Er hatte es getan, damit ein heller Lichtpunkt entstand. Dass der Nachtfalter es sehen würde. Zu ihnen käme ... „Ich habe es gemacht, damit es dir gut geht!“, wisperte Bortill und umschloss ihre Hand. „Nicht damit du dir Sorgen machst.“
Es war ein Abschied. Das spürte Amber. Und sie wusste nicht warum.
>Während die letzten Geräte ausgeschaltet wurden, schloss Swantjein die Augen und versuchte die Trauer zu verdrängen. Doch es ging nicht und er tat etwas, was er seit etwa fünf Jahren nicht mehr getan hatte. Er weinte.<
Amber entdeckte eine einzelne Träne auf Bortills Gesicht, doch er hatte sich sofort abgewandt.
„Du wirst glücklich sein. Das weiß ich. Und mach dir keine Sorgen um mich. Ich komme zurecht.“ Er drückte ihre Hand noch ein wenig fester. Als Amber kurz davor war aufzuschreien, hatte sich seine Hand gelöst. „Mach’ s gut. Und vergiss mich nicht. Versprochen?“
Amber konnte nichts sagen. Konnte nicht nicken. Konnte nur weinen. Ganz arg und bitterlich.
Bevor sie Bortill noch ein letztes Mal umarmen konnte, wurde die Umgebung erhellt. Nicht von den Flammen, sondern vom Schein des Nachtfalters, der sich Amber näherte und schließlich auf dem Boden landete. Vor ihr. Vor Amber.

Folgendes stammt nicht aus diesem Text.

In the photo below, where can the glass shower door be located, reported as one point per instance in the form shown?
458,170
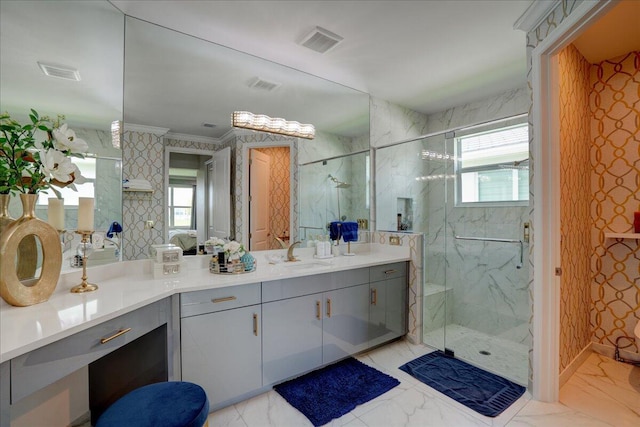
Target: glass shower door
486,299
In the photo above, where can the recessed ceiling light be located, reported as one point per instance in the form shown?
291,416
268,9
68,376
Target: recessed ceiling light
321,40
262,84
60,71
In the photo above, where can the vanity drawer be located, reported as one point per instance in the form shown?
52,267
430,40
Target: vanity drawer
212,300
387,271
41,367
275,290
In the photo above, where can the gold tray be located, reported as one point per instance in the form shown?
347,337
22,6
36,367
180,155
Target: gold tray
237,268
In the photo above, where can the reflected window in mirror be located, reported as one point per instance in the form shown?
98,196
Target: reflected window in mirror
103,176
181,206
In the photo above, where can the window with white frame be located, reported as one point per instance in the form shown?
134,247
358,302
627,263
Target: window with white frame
493,166
180,205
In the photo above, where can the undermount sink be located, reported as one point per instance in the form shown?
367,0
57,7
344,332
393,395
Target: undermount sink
304,265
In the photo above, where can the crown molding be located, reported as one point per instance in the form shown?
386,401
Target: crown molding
535,13
145,129
193,138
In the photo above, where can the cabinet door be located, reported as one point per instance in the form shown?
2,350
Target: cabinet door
346,322
387,312
292,337
222,352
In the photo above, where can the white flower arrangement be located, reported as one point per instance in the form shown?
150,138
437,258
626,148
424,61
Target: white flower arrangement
30,166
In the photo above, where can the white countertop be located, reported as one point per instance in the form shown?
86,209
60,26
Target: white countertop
129,285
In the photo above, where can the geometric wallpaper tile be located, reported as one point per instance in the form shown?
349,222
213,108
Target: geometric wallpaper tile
614,102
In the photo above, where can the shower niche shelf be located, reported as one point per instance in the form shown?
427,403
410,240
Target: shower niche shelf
622,236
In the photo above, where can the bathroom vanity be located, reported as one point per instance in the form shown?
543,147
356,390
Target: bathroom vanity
236,335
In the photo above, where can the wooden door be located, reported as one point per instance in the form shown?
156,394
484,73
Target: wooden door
259,188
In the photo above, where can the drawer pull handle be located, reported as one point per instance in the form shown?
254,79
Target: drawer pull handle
255,324
224,299
114,336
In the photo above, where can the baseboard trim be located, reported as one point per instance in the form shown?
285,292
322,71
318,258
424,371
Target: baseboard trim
575,364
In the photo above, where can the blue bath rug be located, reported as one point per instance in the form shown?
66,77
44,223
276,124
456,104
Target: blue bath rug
334,390
482,391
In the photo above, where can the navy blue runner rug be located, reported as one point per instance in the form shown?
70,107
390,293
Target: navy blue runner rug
335,390
482,391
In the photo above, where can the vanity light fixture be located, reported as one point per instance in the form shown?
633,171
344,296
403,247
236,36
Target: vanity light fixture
116,133
59,71
260,122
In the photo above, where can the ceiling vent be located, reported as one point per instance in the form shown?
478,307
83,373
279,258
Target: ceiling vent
262,84
321,40
59,71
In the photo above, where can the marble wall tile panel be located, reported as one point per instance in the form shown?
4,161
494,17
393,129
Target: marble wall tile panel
391,123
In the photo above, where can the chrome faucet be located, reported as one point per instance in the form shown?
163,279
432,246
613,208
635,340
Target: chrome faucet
117,244
282,243
290,256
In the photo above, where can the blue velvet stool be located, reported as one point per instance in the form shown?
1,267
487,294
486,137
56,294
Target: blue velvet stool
166,404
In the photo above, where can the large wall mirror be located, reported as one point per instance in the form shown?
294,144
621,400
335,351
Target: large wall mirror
191,87
70,37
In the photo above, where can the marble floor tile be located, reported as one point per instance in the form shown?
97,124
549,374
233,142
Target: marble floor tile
507,358
601,393
226,417
414,408
605,389
542,414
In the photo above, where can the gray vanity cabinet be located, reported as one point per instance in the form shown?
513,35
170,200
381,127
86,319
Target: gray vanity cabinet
222,342
303,332
346,322
292,331
388,303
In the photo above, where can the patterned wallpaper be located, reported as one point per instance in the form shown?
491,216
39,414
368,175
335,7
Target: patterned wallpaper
615,181
574,210
613,302
280,192
142,157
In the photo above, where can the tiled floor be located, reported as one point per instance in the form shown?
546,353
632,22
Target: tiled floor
507,358
601,393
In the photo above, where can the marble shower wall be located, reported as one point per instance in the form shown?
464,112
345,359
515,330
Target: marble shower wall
319,195
488,292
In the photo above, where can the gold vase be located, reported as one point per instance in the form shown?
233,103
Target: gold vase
27,250
18,248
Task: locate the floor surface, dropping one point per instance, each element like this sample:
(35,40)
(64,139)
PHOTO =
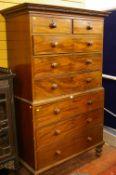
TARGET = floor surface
(88,164)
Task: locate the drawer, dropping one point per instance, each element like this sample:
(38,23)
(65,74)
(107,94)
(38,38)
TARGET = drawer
(67,83)
(87,26)
(68,107)
(51,24)
(55,132)
(54,65)
(43,44)
(69,146)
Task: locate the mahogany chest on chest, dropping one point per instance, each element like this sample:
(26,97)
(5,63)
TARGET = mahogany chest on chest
(56,53)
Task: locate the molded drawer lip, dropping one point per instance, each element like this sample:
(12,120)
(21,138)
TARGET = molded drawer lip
(57,64)
(44,44)
(63,84)
(51,24)
(68,107)
(88,25)
(54,132)
(53,153)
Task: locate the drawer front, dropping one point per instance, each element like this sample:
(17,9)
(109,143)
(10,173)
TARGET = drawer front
(55,132)
(55,86)
(54,65)
(63,44)
(87,26)
(52,25)
(69,146)
(68,107)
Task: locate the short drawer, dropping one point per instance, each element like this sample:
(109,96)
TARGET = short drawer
(43,44)
(87,26)
(55,65)
(67,83)
(51,24)
(57,131)
(69,146)
(68,107)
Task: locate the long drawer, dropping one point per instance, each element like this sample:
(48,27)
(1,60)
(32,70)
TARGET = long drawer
(54,65)
(68,107)
(43,44)
(57,131)
(69,146)
(64,84)
(51,24)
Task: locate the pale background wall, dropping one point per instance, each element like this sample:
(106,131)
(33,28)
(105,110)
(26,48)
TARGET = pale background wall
(100,4)
(8,3)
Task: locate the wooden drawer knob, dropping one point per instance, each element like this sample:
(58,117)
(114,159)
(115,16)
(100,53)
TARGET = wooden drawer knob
(88,61)
(54,65)
(88,80)
(57,132)
(89,139)
(37,110)
(58,152)
(53,25)
(90,102)
(71,97)
(89,27)
(54,44)
(89,120)
(57,111)
(90,43)
(54,86)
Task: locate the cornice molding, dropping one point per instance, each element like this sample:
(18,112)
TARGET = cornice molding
(30,7)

Seltsamerweise hatte sie sich ihn genau so vorgestellt. Er war weiblich, hatte lange, schwarze Haare, die im Takt des Windes aufwirbelten und zwei weiße, große Flügel. Er sagte nichts. Lächelte nur – und streckte seine Hand aus.
Amber blickte ein letztes Mal zu Bortill. Aber da war kein Bortill. Da war kein brennendes Haus und keine Obstbäume. Nur Schwärze. Doch Amber hatte keine Angst. Griff nur nach der Hand des Nachtfalters, drückte sich ganz fest an ihn und schloss die Augen.